The girl came back around the corner of the hotel, still crying, but texting now. She’s learning about monsters too, just monsters of a different generation. I’m so old now I’m not even sure I recognize the new ones.
Blue Oyster Cult turns the Brown Hotel’s decor from art deco gold to a gothic red and black
Inside the Brown Theater, we were in the balcony, the front row looking out. It’s an old world theater, based on the Music Box Theater in New York City. It could work as a Blue Oyster Cult album cover.
The first time I saw the band was in a stadium in 1981, the last year they had a hit. The last time we bumped paths was about eight years ago, in a small town in southern Illinois, whose entire population you could have squeezed into that stadium.
Blue Oyster Cult draws great crowds at events like that. And there’s the dichotomy with the band. They can play a bike rally as easily as the Brown Theater. It’s a result of singing about the outlaws of society. You develop an audience of outlaws. That they’re still drawing crowds fifty years later means that concept has legs.
For me, what the band truly excelled at was what they did right out of the box, creating an atmosphere. That was what made the Hammer horror films, those with Peter Cushing and Christopher Lee so perfect. It was the mood those films set that was truly supernatural.
BOC could take concepts and lyrics – often donated from others, and put them to music in ways which accentuated the diabolical, and made it sound romantic. No other group could play straight rock and roll and make it lock together like a Bach quintet.
It’s that ornate edge, that air of the gothic that created a mystique around them, that makes playing on gilded stages oddly appropriate. But senior citizens are seldom gothic icons, unless you’re Vincent Price. And so far, no rocker has managed to quite pull that transformation off.
In concert, Blue Oyster Cult is consistently great
I don’t write concert reviews. They’re like YouTube videos shot on someone’s phone at a show. If you watch those, you’d likely to think Eric Bloom’s voice is as much a part of history as his laser wristband. But the sound at concerts aren’t mixed to sound good on phones. In concert, his voice sounded fine.

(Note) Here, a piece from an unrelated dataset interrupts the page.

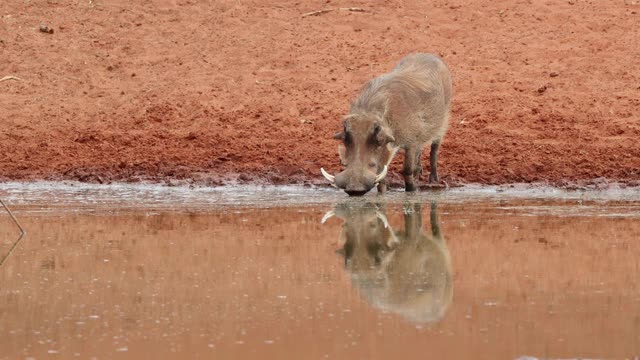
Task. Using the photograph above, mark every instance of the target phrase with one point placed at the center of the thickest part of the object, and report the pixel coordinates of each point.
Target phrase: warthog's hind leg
(433, 162)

He didn’t sound like he was in his twenties, but his snarl was intact.
Buck Dharma wrote the hits, starting with Don’t Fear the Reaper. But he’s admittedly, more into creating pop songs, though occasional gothic jewels that invoke the full moon still pops out. He’s a bit younger than Eric at 73, and his talents haven’t diminished much. Of the guitar gods, he’s likely the most melodic.
You could make the point about how amazing it is that people of that age can still play music with that edge. But that’s insulting. It’s not like Mick Jagger getting more positive reviews for his stamina in prancing on the stage than his singing. These guys still do their job.
It’s Eric Bloom’s songs that gave Blue Oyster Cult its gravely feel, something that’s carried on even to their latest album, The Symbol Remains. It’s not a bad album, but I still couldn’t help but feel, the only songs that really felt to me like Blue Oyster Cult were the Bloom songs.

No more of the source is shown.